Friday, 24 May, 2024 in Culture, Live Reviews, Music

Into Music Album Review: Paul Weller 66

Album: ‘66’ by Paul Weller | 24 May 2024

On the 16th March 1984, I got up at a ludicrously early hour for a slovenly nineteen-year-old. It prompted raised eyebrows in my household because it was so far removed from my usual behaviour pattern back then. The reason for this normative departure? The release of Cafe Bleu, the first album from Paul Weller’s post-Jam musical collective, The Style Council.

Forty years later, that same obsessional desire to be amongst the first to hear Weller’s latest music still burns just as brightly. Although this time, thanks to a technology I increasingly feel on the periphery of, I didn’t need to leave my bed. Immediately after midnight, 66, Paul Weller’s new album, dropped into my phone. Accessing it requires far less personal commitment than walking miles to queue outside a local record shop for hours in rain that could strip a tattoo from exposed skin. And for that alone, I’m grateful.

The cat who got the cream.

In many other respects, the mid-eighties might’ve been a simpler time, but in this instance – and for these 59-year-old bones – there’s little simpler and more pleasing than putting tiny earphones in, pressing ‘play’, and embracing the Dolby Atmos sound quality in the darkness with no other distractions.

But recollections of Café Bleu, with its restless sound and stirrings of how I felt in hearing it for the first time aren’t mere coincidence. These two records share certain characteristics, not least in the willingness of Weller to collaborate with peers who interest and challenge him. This time, the musical collective includes Max Beesley, Josh McClorey, Richard Hawley, Brooklyn soul group Say She She, and Hannah Peel’s sublime orchestration. And their input creates a similar musical diversity to Café Bleu; an album that lost Weller a sizable following amongst those perplexed by his determination to break free of the increasingly limiting shackles of The Jam.

Weller’s openness to cede lyrical responsibilities to others is perhaps the most surprising development of this record. In recent years, Erland Cooper and Conor O’Brien of Villagers have contributed to Weller’s songs, but there’s a wider source of lyrical input for this record than any others outside of the originals selected to cover for Studio 150. I’ve written previously – and extensively – about the impact Weller’s lyrics have had on my writing. And I can’t deny it worried me slightly that the uniqueness of his perspective might be lessened.

‘Two lovers kissing amongst the scream of midnight,
Two lovers missing the tranquillity of solitude
Getting a cab and travelling on buses
Reading the graffiti about slashed-seat affairs.”

The timeless emotional resonance of such poetic lines … that pursuit of beauty and meaning in the ordinariness of working-class rubble. I’ve long accepted that I won’t ever come close to this. That realisation won’t stop me trying, of course, but I feared that this time Weller had perhaps run out of things to say. The words – surely the most personal and intimate part of a writer’s output – can’t simply be handed over to others if they are to hold the significance of meaning the singer attributes to them.

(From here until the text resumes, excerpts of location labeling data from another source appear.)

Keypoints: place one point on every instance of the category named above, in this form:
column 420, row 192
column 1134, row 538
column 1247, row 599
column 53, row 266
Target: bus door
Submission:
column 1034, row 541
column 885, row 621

But I needn’t have worried. The meaning, hidden or otherwise, is always in the domain of the listener.

My relationship to the words is exactly the point. And Weller interprets lyrics by Suggs (‘Ship of Fools’), Noel Gallagher (‘Jumble Queen’) and Bobby Gillespie (‘Soul Wandering’) and others in ways that are entirely intertwined with the album’s underlying motif; time passing. In fact, it’s the latter of these songs that contains the album’s most memorable line: ‘And I want to believe in something greater than me.’ A consideration of age that I’d imagine regularly ruminates for people of my generation. Weller’s singing is magnificent throughout, and he’s on recent record highlighting a welcome freedom to concentrate on vocal interpretation as opposed to the constant pressure of lyrical composition.

66 begins its forty-two-minute journey in a calmly contemplative way. ‘Ship Of Fools’, the opening track, meanders beautifully in and around Jacko Peake’s mellifluous flute-playing. A notable feature of much of this album is the space which the instrumentation is given to breathe and reinforce the often-melancholic mood. It’s a brilliantly produced record.

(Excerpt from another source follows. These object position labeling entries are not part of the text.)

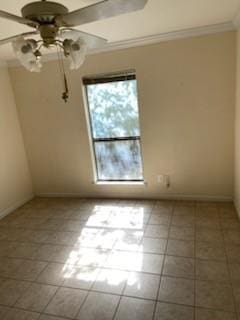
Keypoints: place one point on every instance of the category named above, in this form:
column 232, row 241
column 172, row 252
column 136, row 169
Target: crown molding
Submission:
column 3, row 64
column 236, row 20
column 148, row 40
column 167, row 36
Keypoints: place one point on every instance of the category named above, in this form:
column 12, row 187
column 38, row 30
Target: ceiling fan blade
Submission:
column 10, row 39
column 91, row 40
column 9, row 16
column 102, row 10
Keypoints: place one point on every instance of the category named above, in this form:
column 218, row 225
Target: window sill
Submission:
column 120, row 183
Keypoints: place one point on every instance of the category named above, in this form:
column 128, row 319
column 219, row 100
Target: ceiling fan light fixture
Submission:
column 24, row 50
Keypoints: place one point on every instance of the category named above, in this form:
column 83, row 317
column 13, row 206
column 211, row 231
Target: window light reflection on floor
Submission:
column 110, row 238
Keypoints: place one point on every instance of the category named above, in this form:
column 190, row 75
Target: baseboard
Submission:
column 15, row 206
column 140, row 196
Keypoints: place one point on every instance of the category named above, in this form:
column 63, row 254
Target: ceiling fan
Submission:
column 54, row 23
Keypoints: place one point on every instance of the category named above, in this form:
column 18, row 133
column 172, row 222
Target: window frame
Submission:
column 107, row 79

‘Nothing’ is a heart-wrenching reminiscence on a time and place that is sadly gone. ‘Rise Up Singing’ – which first appeared on the Monks Road Social’s fantastic album of the same name – is a joyous, soulful Dr Robert co-write that, if sung by Curtis Mayfield in the early seventies, could’ve inspired a movement to (peacefully) take to the streets:

“Rise up singing to the sky
Feel free rising up and high
So loud it’s gonna make you cry
So glad I opened my eyes.”

But my current 66 highlights are two songs co-written with Christophe Vaillant, otherwise known as Le Superhomard. ‘A Glimpse Of You’ is a sumptuously elegant song about longing and it suddenly matters little who composed the lyrics. Weller inhabits this song like it was a perfectly tailored suit. ‘My Best Friend’s Coat’ is my favourite song on the album. I’ve been a fan of Le Superhomard for several years. The mesmerising Gallic melody shifts Vaillant brings to these songs are the primary reason I recall Café Bleu when listening. It’s an absolutely wonderful piece of music, sitting only slightly proud of eleven others.

Nothing. Directed by Jack O’Connell…

Time passes relentlessly, and the realisation that all things will ultimately end is an inevitable part of listening to this record. But regardless, the joy and inspiration that Paul Weller’s music continues to give me is undimmed.

Will you still love me when I’m 66 …!?
Too right I will!

PS: Five minutes after writing the final line of this review, the doorbell went. I rushed downstairs in a similar state of anticipation as when waiting for that shop to open in 1984. It was the pre-ordered vinyl copy of 66 being delivered. The mechanisms of receipt might have changed, but the emotional impact certainly hasn’t.